Judge of the Oklahoma Court of Criminal Appeals
- In office July 13, 2010 – June 17, 2017
- Appointed by: Brad Henry
- Preceded by: Charles S. Chapel
- Succeeded by: Dana Kuehn

Personal details
- Born: Carlene Clancy Smith Hugo, Oklahoma, U.S.

= Clancy Smith =

American judge

Carlene Clancy Smith is a retired judge from Oklahoma. (Note: Judge Smith rarely uses her first name, preferring to be addressed as Clancy.) Her last position was as a justice of the Oklahoma Court of Criminal Appeals (OCCA). She retired on June 17, 2017. She served as the presiding judge of the court for a two-year term starting on January 1, 2015.

== Early life and education ==
Clancy Smith was born and raised in Hugo, Oklahoma, where she graduated from Hugo High School in 1960. She then attended Oklahoma State University, where she earned a bachelor's degree in English, graduating in 1964. After graduating, she taught English at Memorial High School in Tulsa, and in Jacksonville, Florida. Later, she enrolled at the University of Tulsa College of Law, where she earned the Juris Doctor degree in 1980, then entered a private law practice for fourteen years.

== Career ==
She became a special district judge in the Family Law Division of the Tulsa County District Court from 1994 until 1998. She received the Outstanding Family Law Judge Award from the Family Law Section of the Oklahoma Bar Association (OBA) in 1996. Governor Brad Henry appointed her as district judge for the Fourteenth Judicial District in 2005. She served until 2010 in the Criminal Division of the District Court of Tulsa County and presided over more than 110 felony jury trials.

While serving as District Judge, Smith worked closely with Women In Recovery for alternative sentencing options for women.

On October 17, 2017, Governor Mary Fallin announced that Judge Dana Kuehn would succeed Judge Smith on the OCCA.

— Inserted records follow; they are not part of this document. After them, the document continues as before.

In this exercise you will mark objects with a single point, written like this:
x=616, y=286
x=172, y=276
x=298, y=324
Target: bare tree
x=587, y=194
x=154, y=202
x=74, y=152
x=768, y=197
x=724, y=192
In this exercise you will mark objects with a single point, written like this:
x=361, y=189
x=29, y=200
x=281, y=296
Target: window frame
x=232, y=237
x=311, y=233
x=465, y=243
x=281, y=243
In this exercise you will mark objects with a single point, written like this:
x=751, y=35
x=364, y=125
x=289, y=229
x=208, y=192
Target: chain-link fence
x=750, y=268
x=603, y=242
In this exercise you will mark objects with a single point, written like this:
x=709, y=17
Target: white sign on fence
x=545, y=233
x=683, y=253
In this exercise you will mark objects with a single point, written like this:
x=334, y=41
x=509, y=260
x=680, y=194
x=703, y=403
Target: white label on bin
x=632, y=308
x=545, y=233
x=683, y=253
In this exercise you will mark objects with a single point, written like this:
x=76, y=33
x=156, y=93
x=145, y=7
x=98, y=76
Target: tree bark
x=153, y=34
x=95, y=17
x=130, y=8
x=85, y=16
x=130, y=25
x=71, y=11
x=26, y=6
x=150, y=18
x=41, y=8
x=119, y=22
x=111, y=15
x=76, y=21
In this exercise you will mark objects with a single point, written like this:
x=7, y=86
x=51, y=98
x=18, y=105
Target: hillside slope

==Honors and memberships==
- Member, Tulsa Bar Association
- Member, Oklahoma Bar Association
- President of the Johnson-Sontag Chapter of the America Inns of Court for three years
- Received the James Sontag Award for ethics and civility in 2010
- Recipient of the 2010 Mona Salyer Lambird Spotlight Award.

==Personal==
Smith is married to Jim Thompson. The couple has two children and four grandchildren.